|
Victor Hugo est né à Besançon le 26 février
1802. Fils d'un général de Napoléon, il suivit d'abord
son père dans le hasard des expéditions et des campagnes,
en Italie, en Espagne, où il fut page du roi Joseph et élève
au séminaire des nobles de Madrid.
Vers l'âge de onze ans, il vint s'établir avec sa mère,
séparée à cette époque du général,
à Paris, dans le quartier, presque désert alors, du Val-de-Grâce.
C'est là qu'il grandit dans une liberté d'esprit et de lectures
absolue, sous les yeux d'une mère extrêmement indulgente et
assez insoucieuse à l'endroit de l'éducation. Il s'éleva
tout seul, lut beaucoup, au hasard.
Il fonde avec ses frères en 1819 une revue, le Conservateur
littéraire, qui attire déjà l'attention sur son talent.
La même année, il remporte le concours de l'Académie
des Jeux Floraux.
Son premier recueil de poèmes, Odes, paraît en 1821 :
il a alors vingt ans et ses études au lycée Louis-le-Grand
lui permirent de le faire connaître rapidement. Il participe aux
réunions du Cénacle de Charles Nodier à la Bibliothèque
de l'Arsenal, berceau du Romantisme, qui auront une grande influence sur
son développement. C'est avec Cromwell, publié en 1827, qu'il
fera éclat. Dans la préface de ce drame, il s'oppose aux
conventions classiques, en particulier à l' unité de temps
et à l'unité de lieu, qu'il met véritablement en pratique
dans la pièce Hernani.
De 1826 à 1837, il séjourne fréquemment au Château
des Roches à Bièvres, propriété de Bertin l'Aîné,
directeur du Journal des débats. Au cours de ses séjours
il y rencontre Berlioz, Chateaubriand, Liszt, Giacomo Meyerbeer et rédige
des recueils de poésie dont le célèbres ouvrage des
Feuilles d'automne.
Il a, jusqu'à un âge avancé, de nombreuses maîtresses.

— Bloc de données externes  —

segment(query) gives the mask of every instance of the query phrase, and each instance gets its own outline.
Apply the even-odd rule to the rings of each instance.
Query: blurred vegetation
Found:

La plus célèbre est Juliette Drouet, actrice, qui lui consacre
sa vie, le sauva de l'emprisonnement lors du coup d'état de Napoléon
III. Il écrit pour elle de nombreux poèmes. Tous deux passaient
ensemble l'anniversaire de leur rencontre, et remplissaient à cette
occasion, année après année, un cahier commun qu'ils
nommaient le Livre de l'anniversaire.
Élevé par sa mère vendéenne dans l'esprit
du royalisme, il se laisse peu à peu convaincre de l'intérêt
de la démocratie (« J'ai grandi », écrit-il dans
un poème où il s'en justifie).
Son idée est que « là où la connaissance
n'est que chez un homme, la monarchie s'impose. Là où elle
est dans un groupe d'hommes, elle doit faire place à l'aristocratie.
Et quand tous ont accès aux lumières du savoir, alors le
temps est venu de la démocratie ».
Devenu partisan d'une démocratie libérale et humanitaire,
il est élu député de la Deuxième République
en 1848, et soutient la candidature du « prince Louis-Napoléon
», mais s'exile après le coup d'Etat du 2 décembre
1851 qu'il condamne vigoureusement pour des raisons morales (Histoire d'un
crime).
Sous le Second Empire, opposé à Napoléon III,
il vit en exil à Bruxelles, puis à Jersey et enfin à
Guernesey. Il est l'un des seuls proscrits à refuser l'amnistie
décidée quelque temps après (« Et s'il n'en
reste qu'un, je serai celui-là »).
Il mourut le 22 mai 1885, « dans la saison des roses »,
comme il l'avait prédit quinze années auparavant, à
l'âge de 83 ans, comme Goethe.
Conformément à ses dernières volontés,
c'est dans le « corbillard des pauvres » qu'il est enterré
au Panthéon après les funérailles les plus magnifiques
que la France ait vues depuis Mirabeau. Son cercueil étant
au préalable resté plusieurs jours sous l'Arc de Triomphe,
on considère que trois millions de personnes se sont déplacées
alors pour lui rendre un dernier hommage.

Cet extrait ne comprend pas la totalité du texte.